Uma servidora pública do Itamaraty, exonerada de seu cargo, buscou contato com o governo federal para entender as possibilidades de resolução para sua situação após ter sua candidatura racial indeferida. A oficial de chancelaria Flávia Medeiros afirmou que ainda não obteve retorno do Executivo.
A decisão de indeferimento foi baseada na avaliação de que a servidora não possui "traços fenotípicos inerentes à pessoa negra". Flávia Medeiros declarou à CNN Brasil nesta segunda-feira, 25 de maio de 2026, que está tentando dialogar com o governo para apresentar seu caso e encontrar "saídas".
"Eu tenho tentado buscar contatos com o governo federal, não obtive sucesso ainda para poder apresentar o meu caso especificamente.

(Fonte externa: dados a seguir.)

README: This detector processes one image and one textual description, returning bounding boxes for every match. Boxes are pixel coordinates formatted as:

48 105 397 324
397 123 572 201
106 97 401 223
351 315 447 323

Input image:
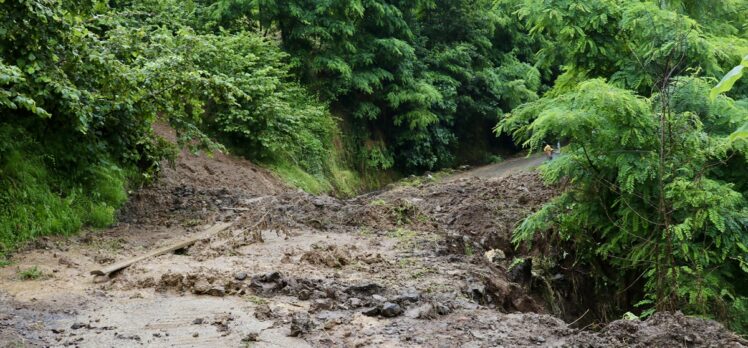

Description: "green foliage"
498 78 748 332
0 0 344 253
18 266 44 280
211 0 540 171
516 0 748 95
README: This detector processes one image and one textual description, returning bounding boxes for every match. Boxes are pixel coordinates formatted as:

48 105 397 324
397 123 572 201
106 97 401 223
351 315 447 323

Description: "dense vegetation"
0 0 748 331
497 0 748 331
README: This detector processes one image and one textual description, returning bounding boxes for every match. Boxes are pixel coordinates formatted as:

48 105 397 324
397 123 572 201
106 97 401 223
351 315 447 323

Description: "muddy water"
0 154 745 347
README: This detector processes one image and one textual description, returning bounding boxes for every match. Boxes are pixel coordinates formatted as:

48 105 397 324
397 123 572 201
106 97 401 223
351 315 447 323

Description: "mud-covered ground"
0 140 746 347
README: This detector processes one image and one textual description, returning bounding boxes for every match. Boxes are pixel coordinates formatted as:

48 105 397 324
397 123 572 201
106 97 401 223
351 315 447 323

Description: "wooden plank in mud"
91 222 232 276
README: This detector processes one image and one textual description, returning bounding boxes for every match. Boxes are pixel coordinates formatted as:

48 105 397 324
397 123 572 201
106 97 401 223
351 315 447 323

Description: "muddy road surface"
0 143 746 347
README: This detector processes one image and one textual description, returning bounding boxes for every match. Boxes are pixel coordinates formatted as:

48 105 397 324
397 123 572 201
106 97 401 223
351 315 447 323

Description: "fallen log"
91 222 233 276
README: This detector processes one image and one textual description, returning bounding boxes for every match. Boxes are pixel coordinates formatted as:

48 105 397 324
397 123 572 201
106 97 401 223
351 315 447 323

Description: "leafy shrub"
498 78 748 328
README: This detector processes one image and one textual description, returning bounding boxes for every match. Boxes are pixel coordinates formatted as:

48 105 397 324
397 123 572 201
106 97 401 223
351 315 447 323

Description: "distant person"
543 144 553 161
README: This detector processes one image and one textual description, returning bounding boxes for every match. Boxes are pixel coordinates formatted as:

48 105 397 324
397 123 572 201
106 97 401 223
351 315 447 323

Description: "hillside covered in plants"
0 0 748 343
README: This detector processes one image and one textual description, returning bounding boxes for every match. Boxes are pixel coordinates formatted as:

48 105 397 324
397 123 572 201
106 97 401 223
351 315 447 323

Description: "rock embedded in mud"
348 297 363 308
393 290 421 304
371 295 387 303
298 289 312 301
242 332 260 342
435 303 452 315
379 302 403 318
70 323 91 330
206 285 226 297
289 312 314 337
310 298 334 312
234 272 247 281
255 304 273 321
345 283 384 295
361 306 380 317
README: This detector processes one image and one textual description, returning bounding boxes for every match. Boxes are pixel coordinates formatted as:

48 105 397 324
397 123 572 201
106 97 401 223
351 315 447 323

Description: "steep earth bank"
0 145 746 347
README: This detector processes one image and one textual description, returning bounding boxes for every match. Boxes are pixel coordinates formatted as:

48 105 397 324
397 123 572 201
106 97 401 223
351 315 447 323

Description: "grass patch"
0 127 128 259
387 228 418 242
18 266 44 280
244 295 268 305
369 198 387 207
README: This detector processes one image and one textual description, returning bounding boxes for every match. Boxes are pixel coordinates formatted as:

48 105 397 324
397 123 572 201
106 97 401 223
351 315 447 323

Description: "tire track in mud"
0 147 744 347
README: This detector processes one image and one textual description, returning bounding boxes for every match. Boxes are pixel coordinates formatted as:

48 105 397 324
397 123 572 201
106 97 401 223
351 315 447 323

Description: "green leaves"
496 77 748 328
709 56 748 99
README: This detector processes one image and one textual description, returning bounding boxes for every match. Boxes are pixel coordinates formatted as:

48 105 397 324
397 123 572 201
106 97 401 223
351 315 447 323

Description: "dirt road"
0 145 745 347
451 154 546 179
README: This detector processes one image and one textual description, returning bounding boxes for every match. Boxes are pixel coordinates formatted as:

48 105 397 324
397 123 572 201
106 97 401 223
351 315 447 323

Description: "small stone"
70 323 89 330
380 302 403 318
311 299 333 312
394 290 421 303
348 297 362 308
361 307 379 317
299 289 312 301
206 285 226 297
242 332 260 342
371 295 387 302
289 312 313 337
234 272 247 281
435 303 452 315
531 336 545 343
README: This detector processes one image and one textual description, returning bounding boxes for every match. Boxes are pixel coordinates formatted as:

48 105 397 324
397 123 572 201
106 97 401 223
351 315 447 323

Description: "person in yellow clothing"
543 144 553 161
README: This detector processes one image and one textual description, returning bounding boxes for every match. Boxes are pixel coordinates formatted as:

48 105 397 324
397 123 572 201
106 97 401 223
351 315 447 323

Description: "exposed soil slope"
0 148 745 347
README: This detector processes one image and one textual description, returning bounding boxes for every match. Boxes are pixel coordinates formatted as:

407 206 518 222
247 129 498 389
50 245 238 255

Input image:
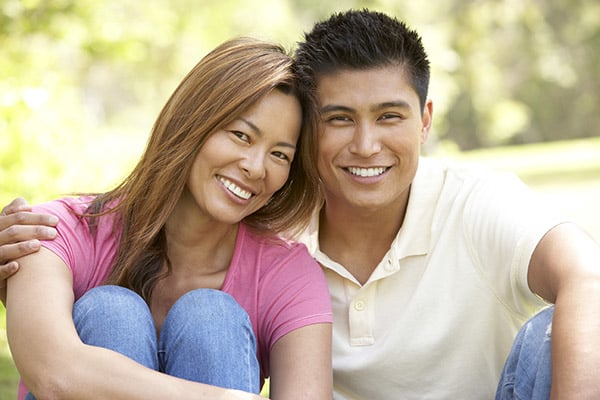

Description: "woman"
7 39 332 399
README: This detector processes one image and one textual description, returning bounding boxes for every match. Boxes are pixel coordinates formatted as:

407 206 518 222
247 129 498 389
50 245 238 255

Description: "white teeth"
219 176 252 200
348 167 385 177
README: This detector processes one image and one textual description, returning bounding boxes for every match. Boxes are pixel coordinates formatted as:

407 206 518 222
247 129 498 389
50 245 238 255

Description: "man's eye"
379 114 404 120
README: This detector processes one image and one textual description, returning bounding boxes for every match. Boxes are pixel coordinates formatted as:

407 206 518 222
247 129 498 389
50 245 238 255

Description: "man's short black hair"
296 9 430 109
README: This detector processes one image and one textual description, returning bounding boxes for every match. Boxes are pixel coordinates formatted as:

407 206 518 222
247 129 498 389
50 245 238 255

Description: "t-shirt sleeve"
33 198 114 299
259 244 333 350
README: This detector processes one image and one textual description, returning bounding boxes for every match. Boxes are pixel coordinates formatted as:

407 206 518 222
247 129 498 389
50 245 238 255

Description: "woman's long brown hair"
85 38 320 302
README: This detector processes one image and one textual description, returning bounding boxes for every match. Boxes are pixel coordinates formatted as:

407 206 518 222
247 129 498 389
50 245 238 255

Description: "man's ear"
421 99 433 144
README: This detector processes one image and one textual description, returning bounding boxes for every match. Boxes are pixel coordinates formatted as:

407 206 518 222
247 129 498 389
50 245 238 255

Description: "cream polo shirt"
303 158 561 400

Eu gostaria muito de poder dialogar, entender quais são as saídas", afirmou.
A servidora aguarda em Brasília um posicionamento da Justiça Federal sobre o seu caso. Ela expressou a esperança de que um desembargador analise um agravo interno para reverter a decisão considerada injusta. "Caso não reverta, a gente vai continuar recorrendo, a gente vai esperar a decisão do colegiado também, com esperança de que decidam favoravelmente, caso contrário, vai ser necessário esperar o trânsito em julgado do meu processo de mérito, que a gente não faz a menor ideia de quando vai ser julgado", declarou.
Entenda o caso
A exoneração de Flávia Medeiros, que tomou posse como oficial de chancelaria do Itamaraty em abril, foi publicada no Diário Oficial da União (DOU) na sexta-feira, 22 de maio de 2026. Sua candidatura foi indeferida em março de 2023, com o parecer da banca racial indicando que Flávia de Medeiros possui "pele de tonalidade clara, cabelos lisos e traços fisionômicos finos".

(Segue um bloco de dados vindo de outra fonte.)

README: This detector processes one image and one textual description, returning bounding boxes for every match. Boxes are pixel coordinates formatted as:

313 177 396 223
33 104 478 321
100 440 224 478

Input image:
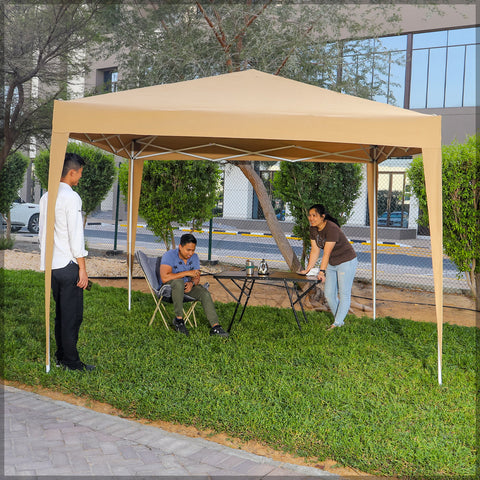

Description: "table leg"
227 277 255 332
283 280 305 330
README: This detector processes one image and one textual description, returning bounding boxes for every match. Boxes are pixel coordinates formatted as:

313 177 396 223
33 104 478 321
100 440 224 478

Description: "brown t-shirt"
310 220 357 265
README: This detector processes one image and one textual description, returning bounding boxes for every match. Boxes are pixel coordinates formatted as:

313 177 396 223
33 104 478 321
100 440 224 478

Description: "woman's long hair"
308 203 340 226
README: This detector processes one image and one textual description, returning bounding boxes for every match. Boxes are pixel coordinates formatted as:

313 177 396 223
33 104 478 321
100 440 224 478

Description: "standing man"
39 153 95 371
160 233 228 337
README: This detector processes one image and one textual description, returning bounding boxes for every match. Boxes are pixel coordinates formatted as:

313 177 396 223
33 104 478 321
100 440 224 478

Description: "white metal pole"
127 152 135 310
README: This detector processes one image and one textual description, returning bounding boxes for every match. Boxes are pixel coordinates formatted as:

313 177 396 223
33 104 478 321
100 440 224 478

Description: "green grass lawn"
1 270 478 478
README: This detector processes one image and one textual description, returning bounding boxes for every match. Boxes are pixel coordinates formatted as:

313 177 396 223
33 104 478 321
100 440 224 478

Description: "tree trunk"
234 162 300 272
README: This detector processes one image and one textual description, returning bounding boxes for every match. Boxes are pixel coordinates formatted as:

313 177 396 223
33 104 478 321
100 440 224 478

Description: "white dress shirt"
38 182 88 270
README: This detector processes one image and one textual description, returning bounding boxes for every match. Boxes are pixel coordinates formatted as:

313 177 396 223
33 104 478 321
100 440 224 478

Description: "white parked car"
10 200 40 233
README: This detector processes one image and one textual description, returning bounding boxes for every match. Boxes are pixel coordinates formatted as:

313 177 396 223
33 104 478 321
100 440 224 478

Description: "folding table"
213 270 319 332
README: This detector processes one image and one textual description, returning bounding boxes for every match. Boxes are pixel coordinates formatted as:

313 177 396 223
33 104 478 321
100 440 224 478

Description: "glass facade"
342 27 480 109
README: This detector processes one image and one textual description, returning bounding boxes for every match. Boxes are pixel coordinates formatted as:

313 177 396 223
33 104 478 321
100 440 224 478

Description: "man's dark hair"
180 233 197 247
62 153 85 178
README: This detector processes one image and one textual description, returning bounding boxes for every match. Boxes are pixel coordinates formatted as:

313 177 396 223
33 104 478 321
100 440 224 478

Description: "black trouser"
52 262 83 368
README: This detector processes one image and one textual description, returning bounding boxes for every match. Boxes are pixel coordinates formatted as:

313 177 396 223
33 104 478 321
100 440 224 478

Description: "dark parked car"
377 212 408 228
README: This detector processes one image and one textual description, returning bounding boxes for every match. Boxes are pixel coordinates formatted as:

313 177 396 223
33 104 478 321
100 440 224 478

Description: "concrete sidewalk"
2 385 341 480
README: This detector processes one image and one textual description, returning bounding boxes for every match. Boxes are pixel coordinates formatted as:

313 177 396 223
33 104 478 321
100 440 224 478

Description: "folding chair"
135 250 201 328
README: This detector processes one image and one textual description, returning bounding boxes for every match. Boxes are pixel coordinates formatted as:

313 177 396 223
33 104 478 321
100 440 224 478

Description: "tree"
407 134 480 309
119 160 220 250
0 152 29 240
274 162 362 266
34 143 116 224
104 0 420 271
0 0 109 171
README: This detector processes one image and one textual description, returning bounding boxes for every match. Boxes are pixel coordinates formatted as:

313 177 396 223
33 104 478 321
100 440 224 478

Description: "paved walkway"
4 385 341 480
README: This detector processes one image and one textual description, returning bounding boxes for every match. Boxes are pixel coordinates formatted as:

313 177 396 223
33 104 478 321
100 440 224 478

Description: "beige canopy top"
45 70 443 383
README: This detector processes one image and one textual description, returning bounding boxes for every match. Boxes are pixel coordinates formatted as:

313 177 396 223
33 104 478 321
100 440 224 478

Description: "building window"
97 68 118 93
408 27 480 108
337 27 480 108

Após o parecer, a servidora entrou com recursos administrativos e judiciais. A Justiça Federal atendeu favoravelmente o recurso apresentado pela defesa, permitindo que ela continuasse participando de todas as etapas do processo seletivo, incluindo posse e nomeação. No entanto, a Advocacia-Geral da União (AGU) recorreu da decisão judicial, argumentando que Flávia não poderia tomar posse antes do julgamento do mérito da questão. Isso implica que, mesmo mantendo a vaga, ela perde o cargo na prática até a decisão final.